Without the ability to use or symbol ".", it becomes extremely cumbersome to parse int when all we want is the raw numeral.

If the user did not want the int to be followed by a period, then perhaps:

succeed identity
    |= int
    |. end

-- succeeds with the input "42" but fails with "42."

Potential Solution at the Library level

Changing the default behaviour of int would be a very disruptive change, as I'm sure there are plenty of existing users of this library depending on the fact that parsing 42. throws an error in the current Parser.

My solution eschews changing the current behaviour, and instead introduce a new function:
numeral

The behaviour as described in the expectation above will be mapped onto this new functions, leaving the current int behaviour intact (thereby not breaking existing parsers for consumers of this library).

The idea is that in cases where we want to just parse the raw number in a greedy fashion, ignoring interpretations of the period for decimal point (which isn't even universal, to begin with!), we can use numeral, and thus we can chain it with symbol "." or symbol "," as the need arises.

The expected behaviour for numeral would be to return an Int type, however internally it will only ever be a positive integer, as it will not attempt to parse and interpret signs (- and +) as part of the numeral.

Summary

Concepts such as "int" and "float" (as well as positive and negative handling) are great if the user is writing a programming language, and wishes for a standard interpretation of what an int and float are (e.g. IEEE-754), but there are many cases where we would like to simply parse the numeral without a regard for its interpretation (and let's be clear, treating . as a decimal marker is definitely an "interpretation"!).

Introducing a new function numeral that specifically consumes digit characters in a greedy fashion until it can no longer do so seems to be an obvious way to solve this problem. Leave the -/+/. interpretation as default for int and float functions. For every other use case, numeral can give us the raw digits as an Int.

Even this numeral function could have several variations, for example:

  • does it accept leading zeroes? What if it does and I don't want to, or vice-versa?
  • what should be the accepted range? What should be the behavior when the number is out of range, an error or an overflow?

Therefore even if the current int behavior may not be fully intuitive, why not write the exact variant you need on a case-per-case basis? For example your numeral function could be:

import Parser exposing (Parser)

numeral : Parser Int
numeral =
    Parser.getChompedString (Parser.chompWhile Char.isDigit)
        |> Parser.andThen
            (\str ->
                case String.toInt str of
                    Just n ->
                        Parser.succeed n

                    Nothing ->
                        Parser.problem "expected an integer"
            )

This one will only accept digits, including leading zeroes, without consuming more characters.

One alternative could be to write a very configurable function in a user package, maybe something like number, but with even more options (leading zeros, minus sign, exponent support, etc.). Its configuration might be unnecessarily complex for it to be in elm/parser though. Or if people find it useful enough, it could become one day part of an hypothetical elm-community/parser-extra package for example, before its inclusion in elm/parser is considered.

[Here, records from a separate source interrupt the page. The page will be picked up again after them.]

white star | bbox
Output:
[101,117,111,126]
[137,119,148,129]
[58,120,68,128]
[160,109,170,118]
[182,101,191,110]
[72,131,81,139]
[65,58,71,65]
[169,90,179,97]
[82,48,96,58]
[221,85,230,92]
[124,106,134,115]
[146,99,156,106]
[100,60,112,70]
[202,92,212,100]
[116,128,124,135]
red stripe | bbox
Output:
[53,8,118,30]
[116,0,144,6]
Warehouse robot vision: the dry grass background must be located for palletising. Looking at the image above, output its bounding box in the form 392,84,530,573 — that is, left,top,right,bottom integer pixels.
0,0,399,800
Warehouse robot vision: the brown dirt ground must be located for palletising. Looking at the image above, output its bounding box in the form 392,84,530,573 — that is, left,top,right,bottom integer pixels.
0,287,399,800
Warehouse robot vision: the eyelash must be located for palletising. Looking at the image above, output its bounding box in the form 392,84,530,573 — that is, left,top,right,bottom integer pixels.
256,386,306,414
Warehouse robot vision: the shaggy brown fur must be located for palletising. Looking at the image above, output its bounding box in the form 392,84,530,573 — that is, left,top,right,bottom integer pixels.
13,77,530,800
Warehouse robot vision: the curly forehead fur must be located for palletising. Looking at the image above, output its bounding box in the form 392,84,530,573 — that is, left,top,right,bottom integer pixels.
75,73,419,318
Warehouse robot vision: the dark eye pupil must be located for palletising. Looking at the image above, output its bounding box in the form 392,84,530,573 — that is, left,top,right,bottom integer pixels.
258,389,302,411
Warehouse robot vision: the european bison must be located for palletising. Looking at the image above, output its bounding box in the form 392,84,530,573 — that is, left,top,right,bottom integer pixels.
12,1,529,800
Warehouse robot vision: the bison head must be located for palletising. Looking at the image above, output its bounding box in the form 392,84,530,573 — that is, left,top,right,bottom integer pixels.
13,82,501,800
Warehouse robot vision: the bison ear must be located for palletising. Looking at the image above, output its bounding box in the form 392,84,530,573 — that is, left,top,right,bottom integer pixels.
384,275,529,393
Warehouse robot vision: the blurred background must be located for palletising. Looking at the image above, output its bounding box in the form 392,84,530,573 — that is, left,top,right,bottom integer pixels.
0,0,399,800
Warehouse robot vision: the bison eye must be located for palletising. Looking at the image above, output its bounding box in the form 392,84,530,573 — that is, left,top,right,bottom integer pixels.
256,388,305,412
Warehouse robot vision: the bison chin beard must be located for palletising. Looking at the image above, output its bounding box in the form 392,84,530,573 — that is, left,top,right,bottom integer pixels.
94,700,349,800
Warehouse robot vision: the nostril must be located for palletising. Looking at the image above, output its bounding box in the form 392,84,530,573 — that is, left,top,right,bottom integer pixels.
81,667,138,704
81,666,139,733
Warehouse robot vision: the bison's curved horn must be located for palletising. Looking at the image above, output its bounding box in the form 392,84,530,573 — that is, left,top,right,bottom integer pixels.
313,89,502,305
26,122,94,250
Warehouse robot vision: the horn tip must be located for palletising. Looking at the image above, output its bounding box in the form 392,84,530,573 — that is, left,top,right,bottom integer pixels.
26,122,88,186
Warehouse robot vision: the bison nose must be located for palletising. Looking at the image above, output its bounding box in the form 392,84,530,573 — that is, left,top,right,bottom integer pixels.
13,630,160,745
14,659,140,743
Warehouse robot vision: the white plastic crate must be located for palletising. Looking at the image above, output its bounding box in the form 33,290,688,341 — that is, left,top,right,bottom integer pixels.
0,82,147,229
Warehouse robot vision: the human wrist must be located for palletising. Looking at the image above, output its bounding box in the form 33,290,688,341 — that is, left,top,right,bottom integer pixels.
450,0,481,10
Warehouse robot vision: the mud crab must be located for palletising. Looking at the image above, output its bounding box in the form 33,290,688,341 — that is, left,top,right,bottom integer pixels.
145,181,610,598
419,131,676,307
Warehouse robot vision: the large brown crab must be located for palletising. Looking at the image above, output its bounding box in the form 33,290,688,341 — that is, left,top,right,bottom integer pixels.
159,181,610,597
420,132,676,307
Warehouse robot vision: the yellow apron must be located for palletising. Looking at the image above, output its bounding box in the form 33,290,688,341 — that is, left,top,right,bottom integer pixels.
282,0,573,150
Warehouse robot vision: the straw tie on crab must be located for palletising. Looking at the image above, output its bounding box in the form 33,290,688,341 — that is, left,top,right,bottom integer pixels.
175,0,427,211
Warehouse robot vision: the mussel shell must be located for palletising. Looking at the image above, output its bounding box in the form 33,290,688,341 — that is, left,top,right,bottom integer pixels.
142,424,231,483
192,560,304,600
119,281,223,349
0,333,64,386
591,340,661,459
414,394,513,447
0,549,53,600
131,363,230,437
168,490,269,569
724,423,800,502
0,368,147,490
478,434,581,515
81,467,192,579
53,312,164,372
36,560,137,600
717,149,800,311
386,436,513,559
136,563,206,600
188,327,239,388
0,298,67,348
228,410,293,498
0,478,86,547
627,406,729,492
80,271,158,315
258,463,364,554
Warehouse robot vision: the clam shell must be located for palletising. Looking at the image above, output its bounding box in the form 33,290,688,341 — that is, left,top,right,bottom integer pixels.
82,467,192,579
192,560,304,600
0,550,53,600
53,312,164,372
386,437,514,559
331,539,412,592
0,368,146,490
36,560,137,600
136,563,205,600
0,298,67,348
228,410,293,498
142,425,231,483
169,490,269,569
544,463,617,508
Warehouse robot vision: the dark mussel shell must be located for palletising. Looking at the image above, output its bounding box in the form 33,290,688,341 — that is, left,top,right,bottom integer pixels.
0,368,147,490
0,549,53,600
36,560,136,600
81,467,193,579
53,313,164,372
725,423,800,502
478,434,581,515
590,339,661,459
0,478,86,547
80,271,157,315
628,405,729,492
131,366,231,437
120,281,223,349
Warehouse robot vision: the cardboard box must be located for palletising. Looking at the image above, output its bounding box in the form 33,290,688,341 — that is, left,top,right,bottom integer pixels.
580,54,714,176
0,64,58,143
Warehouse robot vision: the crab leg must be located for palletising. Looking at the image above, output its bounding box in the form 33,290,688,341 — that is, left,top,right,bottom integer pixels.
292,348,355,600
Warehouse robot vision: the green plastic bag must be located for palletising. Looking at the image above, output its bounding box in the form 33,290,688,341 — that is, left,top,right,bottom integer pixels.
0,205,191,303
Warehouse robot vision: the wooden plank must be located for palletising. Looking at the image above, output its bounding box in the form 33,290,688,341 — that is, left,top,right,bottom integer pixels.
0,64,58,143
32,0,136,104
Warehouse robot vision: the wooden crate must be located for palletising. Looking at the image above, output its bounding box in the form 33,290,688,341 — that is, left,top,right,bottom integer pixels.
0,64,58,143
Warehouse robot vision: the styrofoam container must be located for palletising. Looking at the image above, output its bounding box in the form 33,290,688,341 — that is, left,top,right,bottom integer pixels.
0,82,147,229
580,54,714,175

@clozach My use-case is parsing version string like 1.2.3 which I solved by just replacing "." with ":" before parsing.

But note that using number-parser where it should not be used doesn't cause just this issue with period - issues #25 and #28 are also caused by this incorrect design.

@clozach

Or, if you're primarily interested in proving a point (more power to you), how about implementing your own number parsing functions and posting them as a package so the whole community can benefit?

This library contains operators. Its API can not be replicated by third-party programmers.